In the fall of 1911, the only library in Thorntown was that one which belonged to the Public Schools.

There were about 425 volumes housed in the office of the school superintendent F. B. Long, where the early records show they “were all in a poor condition and very badly kept.” During that school year and the following one—by money derived from entertainments and a tax of six tenths mill—the number of books was doubled.

In 1908 Anson Mills had been asked to provide a library to Thorntown, and he later wrote in his autobiography about that request:

“An epidemic of typhoid fever was raging, caused by poor drainage and a layer of impervious clay about twenty feet below the surface, which caused contamination of the wells. A prominent minister requested me to donate a library to my native town. Thinking more good could be done by building a pure water system, I said that if the town would maintain a fountain monument to the memory of my father and mother, I would build a water and sewer system.”

 

Supt. Long then asked steel tycoon and philanthropist Andrew Carnegie to give the community a library and received an offer of $6000. However, ifThorntown Library original Carnegie the Town and Sugar Creek Township would agree to provide $1000 in annual operating expenses for a Free Public Library and a suitable site for the building, the Carnegie Corporation would give $10,000. In May 1914 an agreement was made for construction of the 3400-square-foot library that still graces the north part of the present building. Because Carnegie had felt he was duplicating expenses by allowing every community to design its own building, he and his assistants selected three blueprints and subsequently communities had to select one of the three. Hence, many early libraries looked similar.

From 1999-2001 the library board had acquired three neighboring properties. In 2002 the library staff, architects and community members designed the present library of 14,000 square-feet. The library planning committee of 41 people included ages 6 to 76. Members visited and photographed other libraries, then brought the information back to Thorntown for discussion in public meetings. Multiple meetings were held with architects and their proposals for service were evaluated by the committee, resulting in a recommendation that the firm of Veazey, Parrott, Durkin & Shoulders (Evansville and Indianapolis) be hired in July 2002 by the library’s board of trustees.

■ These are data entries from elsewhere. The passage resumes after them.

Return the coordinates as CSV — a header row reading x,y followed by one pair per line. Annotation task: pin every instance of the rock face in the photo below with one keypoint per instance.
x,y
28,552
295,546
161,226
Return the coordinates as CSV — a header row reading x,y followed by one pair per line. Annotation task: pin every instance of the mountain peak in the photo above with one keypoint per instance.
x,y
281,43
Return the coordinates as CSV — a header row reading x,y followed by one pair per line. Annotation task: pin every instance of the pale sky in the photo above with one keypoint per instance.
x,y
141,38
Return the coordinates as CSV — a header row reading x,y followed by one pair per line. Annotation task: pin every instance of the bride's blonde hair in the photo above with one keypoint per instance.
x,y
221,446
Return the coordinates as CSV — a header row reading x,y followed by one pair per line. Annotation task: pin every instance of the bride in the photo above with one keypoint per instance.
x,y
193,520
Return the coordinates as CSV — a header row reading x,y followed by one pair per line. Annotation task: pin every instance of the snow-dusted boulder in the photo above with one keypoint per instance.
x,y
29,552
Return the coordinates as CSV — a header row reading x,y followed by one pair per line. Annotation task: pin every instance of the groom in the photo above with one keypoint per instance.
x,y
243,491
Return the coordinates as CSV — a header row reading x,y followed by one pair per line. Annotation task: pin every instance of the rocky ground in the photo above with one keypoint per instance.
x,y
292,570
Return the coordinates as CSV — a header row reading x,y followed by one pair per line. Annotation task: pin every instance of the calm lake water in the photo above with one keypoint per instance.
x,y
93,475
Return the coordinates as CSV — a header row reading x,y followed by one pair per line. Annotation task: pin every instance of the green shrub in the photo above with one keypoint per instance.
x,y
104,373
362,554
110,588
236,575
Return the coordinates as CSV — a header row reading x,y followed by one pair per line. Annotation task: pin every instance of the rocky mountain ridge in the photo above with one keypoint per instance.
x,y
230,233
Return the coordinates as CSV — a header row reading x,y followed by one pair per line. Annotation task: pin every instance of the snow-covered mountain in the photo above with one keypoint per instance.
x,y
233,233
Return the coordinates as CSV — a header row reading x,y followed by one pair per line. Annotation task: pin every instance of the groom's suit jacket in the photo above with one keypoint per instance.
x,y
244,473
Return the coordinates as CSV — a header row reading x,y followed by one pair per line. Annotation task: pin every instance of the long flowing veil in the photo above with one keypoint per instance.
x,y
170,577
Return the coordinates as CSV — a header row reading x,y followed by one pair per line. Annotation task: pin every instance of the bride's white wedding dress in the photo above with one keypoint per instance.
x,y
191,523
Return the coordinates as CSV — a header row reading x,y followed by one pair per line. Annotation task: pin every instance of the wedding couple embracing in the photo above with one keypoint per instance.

Multiple discussions were held and architects, engineers, and landscapers then worked for two days (September 9-10, 2002) in the Fellowship Hall of the Thorntown United Methodist Church. During this planning phase, as well as in previous meetings, consideration was given to keeping the neighboring Hainer House, also known as the Norris House, at 120 N. Market St., and connecting to it. During the first morning the exterior footprint of the library was considered and the team provided three possible uses of land. At noon of that first day the community was invited to comment and voted that connecting to the 1865 house would not provide the most efficient use of space. The team resumed work and invited the community back that evening to discuss revised exterior footprints as well interior spaces. After the staff drew balloon diagrams to display their thinking on how parts of the building and collections should relate to each other, the ideas began to flow and were fine-tuned so that by the end of the second day and four community meetings, the library as it stands today was designed. After more meetings, including two Thorntown Library Construction 2004at Western Boone Jr.-Sr. High School, where architects met with students and teachers to learn what was preferred in library services and facilities, a Schematic Design Report was produced. In original thinking, a computer lab was to be included at the northeast corner of the building, but after hearing from students, it was agreed to move the computers into the Carnegie and design the northeast corner as a Young Adult room. (The students had asked for a place to make noise and to throwballs; we compromised to allow the noise.) Costs were considered, and although a three-million dollar project would have provided a building and all new furniture and equipment, it was agreed to limit the price tag to two million dollars. The library board had, in 88 years, saved half a million dollars and was working with financial planners and consultants to sell bonds to finance the additional 1.5 million dollars when Thorntown’s Home National Bank offered to lend the money at a 4% interest rate. Since it had been anticipated that a 4 ½% rate was the best rate that would be available, the planning team was delighted with this gift. A lease-holding corporation was formed and the library will make its final payment on the 4000 square foot renovation and 10,000 square-foot addition by December 31, 2018.

There was substantial completion of the expanded library on November 1, 2004. A week of celebration activities was held that November because in January 1915 a week of celebration honored the original library’s completion.

The Secret Garden Club of student readers had recommended a Secret Garden for outdoor activities be added to the north side of the building near the Children’s Department, and many people had expressed a desire to add a reproduction of the historic Mills Memorial Fountain. Vectren Energy provided a grant to purchase meeting room tables and chairs; computer equipment was purchased using capital funds; fundraisers were held to add the fountain in 2007 and the garden in 2009. Used shelving and other equipment was acquired from area libraries and businesses; equipment that would have cost more than $70,000 was acquired for $2500 and friendly spaces were equipped that allow more than 800 programs a year, a collection of more than 40,000 books and many other media, as well as electronic services.